Hi, I am a ML System researcher, focusing on saving memory for deep learning. We had invented a technique called Dynamic Tensor Rematerialization which save memory for aribitary pytorch program, and we think deep probabilistic programming will be a great benchmark. However, we are very unfamiliar with deep probabilistic programming, so… What is some good example that takes up lots of memory, and is pretty hot? (Basically, the resnet of deep ppl)?
hi, can you give some more intuition for the kind of compute graph you’re interested in? wildly overgeneralizing, the computations used in probabilistic inference that are more memory intensive tend to be monolithic, e.g. computing the cholesky decomposition of a large matrix, as opposed to a sequential string of tensor ops as you find in e.g. a resnet. of course, neural networks appear in probabilistic models but they tend to be more moderately sized (i.e. not 50 layers).
Thanks! Our approach only work when there is lots of tensor ops, each eating a chunk of the memory.

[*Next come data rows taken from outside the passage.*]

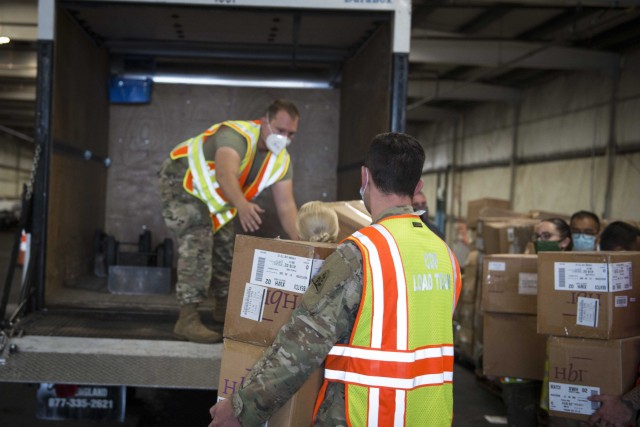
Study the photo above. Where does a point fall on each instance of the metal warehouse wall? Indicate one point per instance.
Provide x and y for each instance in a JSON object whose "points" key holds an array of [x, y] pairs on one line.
{"points": [[561, 140], [141, 137]]}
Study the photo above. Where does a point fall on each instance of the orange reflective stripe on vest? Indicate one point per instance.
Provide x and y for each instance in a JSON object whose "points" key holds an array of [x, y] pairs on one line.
{"points": [[200, 178]]}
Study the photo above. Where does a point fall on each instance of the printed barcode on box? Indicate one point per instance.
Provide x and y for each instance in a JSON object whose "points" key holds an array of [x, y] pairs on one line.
{"points": [[594, 405], [562, 281], [260, 269]]}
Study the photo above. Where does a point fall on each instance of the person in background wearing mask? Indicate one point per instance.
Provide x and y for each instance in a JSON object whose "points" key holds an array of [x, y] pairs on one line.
{"points": [[585, 227], [620, 236], [384, 336], [552, 234], [419, 203], [206, 182]]}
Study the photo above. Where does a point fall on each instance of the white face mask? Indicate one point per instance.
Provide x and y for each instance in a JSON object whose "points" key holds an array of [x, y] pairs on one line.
{"points": [[276, 142]]}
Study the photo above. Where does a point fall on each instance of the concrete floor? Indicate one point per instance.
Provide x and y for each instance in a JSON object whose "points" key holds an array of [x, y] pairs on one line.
{"points": [[474, 404]]}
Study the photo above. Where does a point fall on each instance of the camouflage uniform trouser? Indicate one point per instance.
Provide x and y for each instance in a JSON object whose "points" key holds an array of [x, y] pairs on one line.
{"points": [[203, 257]]}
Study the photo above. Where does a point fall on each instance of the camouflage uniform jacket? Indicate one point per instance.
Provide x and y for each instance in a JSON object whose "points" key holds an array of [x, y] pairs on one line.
{"points": [[325, 317]]}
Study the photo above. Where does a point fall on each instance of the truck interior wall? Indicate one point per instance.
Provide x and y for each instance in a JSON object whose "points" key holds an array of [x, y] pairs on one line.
{"points": [[365, 101], [80, 121], [562, 136], [15, 168], [141, 137]]}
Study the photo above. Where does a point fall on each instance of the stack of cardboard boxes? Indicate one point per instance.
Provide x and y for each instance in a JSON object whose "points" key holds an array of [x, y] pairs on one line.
{"points": [[512, 346], [268, 278], [589, 305], [498, 230]]}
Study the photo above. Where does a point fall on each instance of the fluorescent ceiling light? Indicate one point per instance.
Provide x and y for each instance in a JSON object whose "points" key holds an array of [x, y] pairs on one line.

The cholesky decomposition example probably wont work, so shoul I just look for probabilistic neural network model?
Also: the cases I am imagining is backpropagating through a monte-carlo sampler. If the chain is long, it will take lots of memory. Does that happend in pyro?
@MarisaKirisame your best bet would probably be to try the DMM tutorial. it’s sort of slow because the
guide method unrolls an autoregressive loop, but that’ll give you a long sequence of tensor ops. if you make the batch size, number of hidden units, etc, sufficiently large it’ll get pretty memory hungry pretty fast
this look like exactly what we need! thank you!